A look at the safety of the US drug supply chain, antibiotic drug development incentives and the government’s response to drug shortages.

August 28, 2012

This Q&A with Latham & Watkins partner Daniel Meron examines how the US Food and Drug Administration (FDA) Safety and Innovation Act (FDASIA) of 2012 enhances drug supply chain requirements, expands antibiotic drug development incentives and strengthens FDA’s authority to respond to drug shortages in the United States.

What impact does this act have on the safety of the US drug supply?

Meron: One concern that FDA has expressed relates to the increasing complexity of the drug supply chain from raw source materials to finished products for consumers, and the many opportunities that exist along that chain for drugs to be contaminated, diverted or otherwise adulterated.

Under the new act, FDA is required to implement a new risk-based schedule for domestic and foreign drug facility inspections, including a unique facility identifier system, enhanced information requirements for facility registrations and a limited annual facility registration period from October 1-December 31. This replaces a standard bi-annual inspection regime.

Under a new provision in the act, which has the potential to increase the burden on manufacturers, FDA now will be allowed to require drug manufacturers to provide records for inspection — either electronically or in paper form — at their expense in advance of facility inspection.
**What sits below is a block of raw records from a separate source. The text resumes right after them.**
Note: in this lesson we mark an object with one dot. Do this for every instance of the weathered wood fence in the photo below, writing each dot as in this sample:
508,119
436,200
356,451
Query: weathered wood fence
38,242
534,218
FDA is not limited to simply gathering records during the course of its own facility inspection.

Given the increase in global manufacturing, are drug imports a concern?

Meron: Yes and FDASIA grants FDA explicit extraterritorial jurisdiction over any violation of the federal Food, Drug, and Cosmetic Act (FDCA) for any article intended for import to the United States. This closed an existing potential loophole.

FDA also has the authority to destroy counterfeit or adulterated drugs that are refused for import and detain drugs during an inspection that it believes may be adulterated or misbranded. Commercial drug importers must register with FDA and obtain a unique identifier — and FDA may screen imported drugs using a risk-based approach.

How does the act expand antibiotic drug development incentives?

Meron: In the statute, Congress also addressed the increasing concern for the gradual rise of antibiotic-resistant diseases and the growth of deadly untreatable infection. The FDA realizes that new antibiotic development is not the entire solution to the problem, but that it’s an important part of it.

The Generating Antibiotic Incentives Now Act (GAIN Act) establishes incentives for developing antibacterial or antifungal drugs intended to treat serious or life-threatening infections, including those caused by antibacterial- or antifungal-resistant pathogens like MRSA.

How has the act changed the FDA’s ability to respond to drug shortages?

Meron: The statute requires drug manufacturers to notify FDA of any permanent drug discontinuance or manufacturing interruption that is likely to lead to a meaningful disruption in the drug supply — if those drug are life-saving, supporting or sustaining. In turn, FDA must widely notify healthcare providers and patient organizations and maintain an up-to-date list of drug shortages.